Revenue from sales of the Company's exclusive cervical products grew 62.4% in the third quarter of 2014 to $22.8 million, compared with $14.0 million in the third quarter of 2013, due principally to the growth of Mobi-C. Additionally, revenue from LDR's exclusive lumbar products in the third quarter increased 8.3% to $9.3 million, compared with $8.6 million in the third quarter of 2013, led by revenue growth of the Avenue L lateral lumbar fusion interbody device. Along with growth in the Company's non-fusion products led by Mobi-C, LDR's VerteBRIDGE fusion products for both the cervical and lumbar spine continued to grow, in part, because surgeons who are trained to use Mobi-C can be introduced to the balance of LDR's exclusive technology product lines for use in surgical cases where fusion is appropriate.

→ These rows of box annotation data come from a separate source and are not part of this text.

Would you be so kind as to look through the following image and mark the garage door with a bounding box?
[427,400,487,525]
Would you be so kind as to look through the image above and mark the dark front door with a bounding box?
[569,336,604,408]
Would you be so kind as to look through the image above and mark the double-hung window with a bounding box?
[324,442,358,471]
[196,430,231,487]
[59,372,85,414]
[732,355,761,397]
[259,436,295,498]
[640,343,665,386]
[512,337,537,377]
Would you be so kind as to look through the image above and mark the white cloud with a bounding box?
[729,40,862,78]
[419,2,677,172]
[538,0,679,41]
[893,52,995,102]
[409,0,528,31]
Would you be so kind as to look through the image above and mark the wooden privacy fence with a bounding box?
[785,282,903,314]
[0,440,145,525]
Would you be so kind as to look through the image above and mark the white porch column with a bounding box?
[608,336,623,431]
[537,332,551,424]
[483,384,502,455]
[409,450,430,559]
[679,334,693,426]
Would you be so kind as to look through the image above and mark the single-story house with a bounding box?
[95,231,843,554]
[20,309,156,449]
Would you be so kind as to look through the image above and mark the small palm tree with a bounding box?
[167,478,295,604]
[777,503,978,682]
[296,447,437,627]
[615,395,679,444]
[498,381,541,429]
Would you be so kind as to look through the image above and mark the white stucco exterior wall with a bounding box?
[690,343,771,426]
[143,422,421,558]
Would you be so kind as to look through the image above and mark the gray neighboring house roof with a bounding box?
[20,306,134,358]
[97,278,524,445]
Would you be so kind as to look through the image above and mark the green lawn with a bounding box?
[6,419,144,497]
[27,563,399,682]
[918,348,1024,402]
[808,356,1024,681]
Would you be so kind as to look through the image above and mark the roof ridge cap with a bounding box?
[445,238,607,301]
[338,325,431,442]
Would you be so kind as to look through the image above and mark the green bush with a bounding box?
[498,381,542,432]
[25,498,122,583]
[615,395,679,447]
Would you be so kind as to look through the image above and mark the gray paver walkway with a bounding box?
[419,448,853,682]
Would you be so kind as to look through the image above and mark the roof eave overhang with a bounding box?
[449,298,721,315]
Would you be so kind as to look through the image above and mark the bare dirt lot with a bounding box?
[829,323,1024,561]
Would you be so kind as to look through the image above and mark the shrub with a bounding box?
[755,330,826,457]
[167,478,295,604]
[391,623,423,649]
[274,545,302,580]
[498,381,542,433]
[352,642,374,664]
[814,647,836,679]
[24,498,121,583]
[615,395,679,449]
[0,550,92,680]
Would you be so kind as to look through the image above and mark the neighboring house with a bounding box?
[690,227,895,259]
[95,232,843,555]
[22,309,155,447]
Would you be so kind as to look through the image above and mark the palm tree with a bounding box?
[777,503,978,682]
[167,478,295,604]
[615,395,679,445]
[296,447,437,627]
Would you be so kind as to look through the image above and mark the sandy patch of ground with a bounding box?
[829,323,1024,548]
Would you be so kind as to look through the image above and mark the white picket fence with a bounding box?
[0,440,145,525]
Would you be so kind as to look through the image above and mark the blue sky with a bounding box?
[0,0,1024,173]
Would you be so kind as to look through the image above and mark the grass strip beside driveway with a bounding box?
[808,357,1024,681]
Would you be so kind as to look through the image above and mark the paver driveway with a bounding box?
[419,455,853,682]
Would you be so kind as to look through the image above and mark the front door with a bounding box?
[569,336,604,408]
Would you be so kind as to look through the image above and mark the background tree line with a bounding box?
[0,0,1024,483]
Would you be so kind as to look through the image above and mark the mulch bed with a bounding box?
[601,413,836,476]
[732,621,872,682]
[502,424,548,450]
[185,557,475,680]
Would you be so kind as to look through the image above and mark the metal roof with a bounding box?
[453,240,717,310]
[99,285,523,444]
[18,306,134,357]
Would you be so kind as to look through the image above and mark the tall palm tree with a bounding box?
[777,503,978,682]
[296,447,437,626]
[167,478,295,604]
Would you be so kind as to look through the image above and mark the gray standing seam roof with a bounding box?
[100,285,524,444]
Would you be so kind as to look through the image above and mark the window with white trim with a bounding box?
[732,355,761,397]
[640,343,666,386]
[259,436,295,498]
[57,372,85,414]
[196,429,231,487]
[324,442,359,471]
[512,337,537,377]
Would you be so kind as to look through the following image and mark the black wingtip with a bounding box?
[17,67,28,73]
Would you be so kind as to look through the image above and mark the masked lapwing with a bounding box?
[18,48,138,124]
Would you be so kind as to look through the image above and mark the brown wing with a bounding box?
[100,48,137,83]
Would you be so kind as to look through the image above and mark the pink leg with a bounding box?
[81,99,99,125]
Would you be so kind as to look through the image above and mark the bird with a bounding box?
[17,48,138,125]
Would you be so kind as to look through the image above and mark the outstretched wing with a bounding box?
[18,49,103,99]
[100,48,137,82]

Christophe Lavigne, President and Chief Executive Officer of LDR, commented, "Our exclusive technology products continued strong revenue growth this quarter aided by the rapid adoption of Mobi-C in the U.S. market, and higher revenues in both our cervical and lumbar product lines." He continued, "LDR is the only company offering an FDA-approved two-level cervical disc replacement solution, which has proven superiority over the traditional fusion technique for patients indicated for a two-level cervical disc. Our PMA approval provides us with a strong competitive advantage and serves as a high barrier to entry for any potential competitors due to the lengthy multi-year PMA process for both clinical trials and FDA review. We are capitalizing on our 'first mover' advantage by investing in sales and marketing, physician education and training, and the establishment of a reimbursement group via our Horizon 2016 initiative."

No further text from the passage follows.